Balancing inventory
Pity the retailer.
If he doesn’t have it, he can’t sell it. But if he orders it and nobody buys it, that’s even worse.
Inventory planning can be challenging in any financial climate. But when consumer spending dries up, small retailers are forced to make even savvier decisions about what and how much to order. They simply can’t afford to sink money into inventory that isn’t selling.
Sue McBride, owner of Roberts Shoes in Statewood Plaza, has winnowed her inventory to reflect sales that have fallen 6 percent since last year.
“I think when you see your volume going down, you have no choice but to cut down on your buying,” she said.
McBride’s fall orders focus on the store’s best-selling brands, including Clark, Naturalizer, SAS, Florsheim, Sperry Top-Sider and Keds. She ordered about 20 percent fewer pairs of shoes for this fall than last, cutting from about 40 lines to about 30.
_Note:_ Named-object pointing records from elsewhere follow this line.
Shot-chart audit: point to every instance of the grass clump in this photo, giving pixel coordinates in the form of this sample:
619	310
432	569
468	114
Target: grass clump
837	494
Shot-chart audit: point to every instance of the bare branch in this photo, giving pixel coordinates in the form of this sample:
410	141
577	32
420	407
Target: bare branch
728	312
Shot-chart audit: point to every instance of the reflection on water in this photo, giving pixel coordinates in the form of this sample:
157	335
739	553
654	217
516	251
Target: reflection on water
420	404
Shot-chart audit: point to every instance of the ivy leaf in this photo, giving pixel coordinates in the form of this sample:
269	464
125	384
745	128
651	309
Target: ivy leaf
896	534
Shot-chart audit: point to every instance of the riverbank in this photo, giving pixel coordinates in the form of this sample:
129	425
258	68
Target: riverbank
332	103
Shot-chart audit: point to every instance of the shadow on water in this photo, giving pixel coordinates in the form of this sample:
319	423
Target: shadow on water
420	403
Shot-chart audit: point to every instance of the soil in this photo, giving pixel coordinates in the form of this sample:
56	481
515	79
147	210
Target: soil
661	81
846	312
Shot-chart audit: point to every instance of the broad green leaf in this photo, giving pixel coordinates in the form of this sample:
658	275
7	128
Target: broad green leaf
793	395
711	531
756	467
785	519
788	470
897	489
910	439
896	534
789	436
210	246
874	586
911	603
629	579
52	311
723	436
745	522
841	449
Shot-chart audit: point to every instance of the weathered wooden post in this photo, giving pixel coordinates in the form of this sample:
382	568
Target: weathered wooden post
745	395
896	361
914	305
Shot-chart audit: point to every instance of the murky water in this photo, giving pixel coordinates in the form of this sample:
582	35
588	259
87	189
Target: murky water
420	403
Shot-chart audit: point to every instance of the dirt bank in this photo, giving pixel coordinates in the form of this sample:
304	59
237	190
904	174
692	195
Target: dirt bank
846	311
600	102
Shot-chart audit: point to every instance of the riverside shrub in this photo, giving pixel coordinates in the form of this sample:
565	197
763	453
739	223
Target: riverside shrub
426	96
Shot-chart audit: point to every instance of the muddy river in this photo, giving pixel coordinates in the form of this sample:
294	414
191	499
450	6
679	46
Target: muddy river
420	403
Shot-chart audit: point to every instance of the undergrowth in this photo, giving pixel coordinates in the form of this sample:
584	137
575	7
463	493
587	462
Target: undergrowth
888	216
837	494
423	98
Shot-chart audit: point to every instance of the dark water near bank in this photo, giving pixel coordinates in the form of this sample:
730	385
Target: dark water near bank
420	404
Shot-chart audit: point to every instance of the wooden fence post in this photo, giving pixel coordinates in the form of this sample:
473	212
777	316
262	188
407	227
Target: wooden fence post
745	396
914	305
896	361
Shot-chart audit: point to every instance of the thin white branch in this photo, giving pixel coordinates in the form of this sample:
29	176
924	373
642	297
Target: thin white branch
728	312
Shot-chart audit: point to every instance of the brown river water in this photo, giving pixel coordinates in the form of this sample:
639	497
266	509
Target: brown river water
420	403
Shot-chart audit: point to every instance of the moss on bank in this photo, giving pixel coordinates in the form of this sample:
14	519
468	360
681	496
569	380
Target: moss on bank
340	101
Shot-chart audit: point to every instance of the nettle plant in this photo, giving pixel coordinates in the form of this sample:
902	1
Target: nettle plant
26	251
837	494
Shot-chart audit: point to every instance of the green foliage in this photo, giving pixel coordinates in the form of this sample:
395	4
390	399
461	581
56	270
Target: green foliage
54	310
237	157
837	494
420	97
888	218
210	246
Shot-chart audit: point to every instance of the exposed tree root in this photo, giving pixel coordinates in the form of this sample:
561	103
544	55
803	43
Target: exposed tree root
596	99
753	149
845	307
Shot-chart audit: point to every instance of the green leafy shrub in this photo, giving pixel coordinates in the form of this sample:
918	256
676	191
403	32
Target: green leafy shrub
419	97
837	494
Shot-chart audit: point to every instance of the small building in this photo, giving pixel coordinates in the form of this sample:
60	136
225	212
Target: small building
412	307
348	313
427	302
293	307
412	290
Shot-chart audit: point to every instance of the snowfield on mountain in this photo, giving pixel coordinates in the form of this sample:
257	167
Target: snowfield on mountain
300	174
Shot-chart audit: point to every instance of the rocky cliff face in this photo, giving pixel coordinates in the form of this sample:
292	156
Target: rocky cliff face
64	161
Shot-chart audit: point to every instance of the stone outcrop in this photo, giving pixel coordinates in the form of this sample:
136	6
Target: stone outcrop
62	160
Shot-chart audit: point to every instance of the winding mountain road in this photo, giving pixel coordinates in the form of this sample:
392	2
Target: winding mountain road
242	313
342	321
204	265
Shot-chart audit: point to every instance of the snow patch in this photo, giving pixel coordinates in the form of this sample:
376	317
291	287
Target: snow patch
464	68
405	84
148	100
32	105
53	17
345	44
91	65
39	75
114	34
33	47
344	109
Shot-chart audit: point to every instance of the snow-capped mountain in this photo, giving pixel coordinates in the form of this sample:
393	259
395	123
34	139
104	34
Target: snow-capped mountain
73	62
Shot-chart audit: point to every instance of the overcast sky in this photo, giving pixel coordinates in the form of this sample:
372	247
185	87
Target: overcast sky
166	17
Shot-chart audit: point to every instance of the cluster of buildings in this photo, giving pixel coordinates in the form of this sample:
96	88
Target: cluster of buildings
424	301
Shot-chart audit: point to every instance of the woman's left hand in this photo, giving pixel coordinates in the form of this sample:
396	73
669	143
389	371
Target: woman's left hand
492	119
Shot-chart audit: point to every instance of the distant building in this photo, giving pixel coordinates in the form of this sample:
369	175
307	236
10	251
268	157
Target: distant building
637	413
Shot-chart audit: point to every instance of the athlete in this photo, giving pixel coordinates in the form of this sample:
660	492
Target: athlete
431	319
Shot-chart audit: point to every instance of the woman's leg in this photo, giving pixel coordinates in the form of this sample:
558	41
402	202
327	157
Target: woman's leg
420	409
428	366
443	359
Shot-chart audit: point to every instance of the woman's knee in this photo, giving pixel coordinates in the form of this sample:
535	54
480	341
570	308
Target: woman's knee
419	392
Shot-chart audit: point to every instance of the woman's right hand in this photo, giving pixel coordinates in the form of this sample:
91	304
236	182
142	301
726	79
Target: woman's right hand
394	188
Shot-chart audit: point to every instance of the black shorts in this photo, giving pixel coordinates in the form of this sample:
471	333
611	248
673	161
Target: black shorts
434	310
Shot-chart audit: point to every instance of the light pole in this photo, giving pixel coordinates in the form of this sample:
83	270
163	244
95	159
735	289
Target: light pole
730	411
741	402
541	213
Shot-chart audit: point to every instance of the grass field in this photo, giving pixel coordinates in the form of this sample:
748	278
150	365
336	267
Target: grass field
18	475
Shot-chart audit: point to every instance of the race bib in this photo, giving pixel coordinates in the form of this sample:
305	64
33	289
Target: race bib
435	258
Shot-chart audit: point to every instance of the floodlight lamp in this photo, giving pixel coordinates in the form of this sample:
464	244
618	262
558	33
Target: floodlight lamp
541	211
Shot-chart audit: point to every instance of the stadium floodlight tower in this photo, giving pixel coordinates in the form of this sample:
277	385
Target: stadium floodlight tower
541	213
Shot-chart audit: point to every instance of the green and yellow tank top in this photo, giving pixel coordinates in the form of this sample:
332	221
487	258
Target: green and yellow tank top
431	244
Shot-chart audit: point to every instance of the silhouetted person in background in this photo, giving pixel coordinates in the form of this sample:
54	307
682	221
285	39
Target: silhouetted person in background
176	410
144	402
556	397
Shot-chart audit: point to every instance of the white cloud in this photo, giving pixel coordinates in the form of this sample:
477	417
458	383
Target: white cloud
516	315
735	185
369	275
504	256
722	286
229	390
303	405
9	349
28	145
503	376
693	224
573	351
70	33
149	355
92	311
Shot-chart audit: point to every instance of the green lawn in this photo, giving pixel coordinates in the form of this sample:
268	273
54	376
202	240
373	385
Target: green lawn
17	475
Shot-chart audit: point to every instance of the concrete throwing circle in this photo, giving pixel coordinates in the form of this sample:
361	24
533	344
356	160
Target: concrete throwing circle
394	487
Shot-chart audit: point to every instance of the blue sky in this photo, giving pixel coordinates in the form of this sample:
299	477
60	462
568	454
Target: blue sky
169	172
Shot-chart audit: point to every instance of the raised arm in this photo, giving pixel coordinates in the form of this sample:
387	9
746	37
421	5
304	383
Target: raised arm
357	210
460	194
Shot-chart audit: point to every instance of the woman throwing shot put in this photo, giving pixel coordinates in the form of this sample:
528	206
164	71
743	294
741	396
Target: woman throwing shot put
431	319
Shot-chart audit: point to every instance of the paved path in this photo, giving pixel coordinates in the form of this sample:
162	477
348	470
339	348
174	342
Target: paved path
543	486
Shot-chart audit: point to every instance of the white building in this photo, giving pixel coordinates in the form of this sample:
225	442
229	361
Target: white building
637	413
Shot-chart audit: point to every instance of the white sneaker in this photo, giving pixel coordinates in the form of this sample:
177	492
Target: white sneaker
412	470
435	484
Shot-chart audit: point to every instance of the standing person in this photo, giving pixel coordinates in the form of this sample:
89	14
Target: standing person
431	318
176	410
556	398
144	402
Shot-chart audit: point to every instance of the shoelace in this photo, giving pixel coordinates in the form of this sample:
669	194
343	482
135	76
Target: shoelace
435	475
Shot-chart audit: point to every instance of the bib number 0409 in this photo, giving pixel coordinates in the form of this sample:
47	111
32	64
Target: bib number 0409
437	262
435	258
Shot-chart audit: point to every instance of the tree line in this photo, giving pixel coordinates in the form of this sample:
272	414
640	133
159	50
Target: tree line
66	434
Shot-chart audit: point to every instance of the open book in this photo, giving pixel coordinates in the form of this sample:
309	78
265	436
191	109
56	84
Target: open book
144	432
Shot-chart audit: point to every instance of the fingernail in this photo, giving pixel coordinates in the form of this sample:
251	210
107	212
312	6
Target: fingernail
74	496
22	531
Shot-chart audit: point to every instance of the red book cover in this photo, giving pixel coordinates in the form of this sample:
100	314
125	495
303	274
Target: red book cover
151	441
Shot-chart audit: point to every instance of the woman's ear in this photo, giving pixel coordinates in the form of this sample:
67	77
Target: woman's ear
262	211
An August survey of 189 retailers found only 14 percent plan to add to their inventories while 26 percent plan reductions, said William Dunkelberg, chief economist for the National Federation of Independent Business.
The Washington, D.C.-based non-profit small-business association last week released members’ inventory plans, which are considered a reflection of business owners’ confidence in the economy.
What they’re doing is selling items already in stock but not reordering, Dunkelberg said.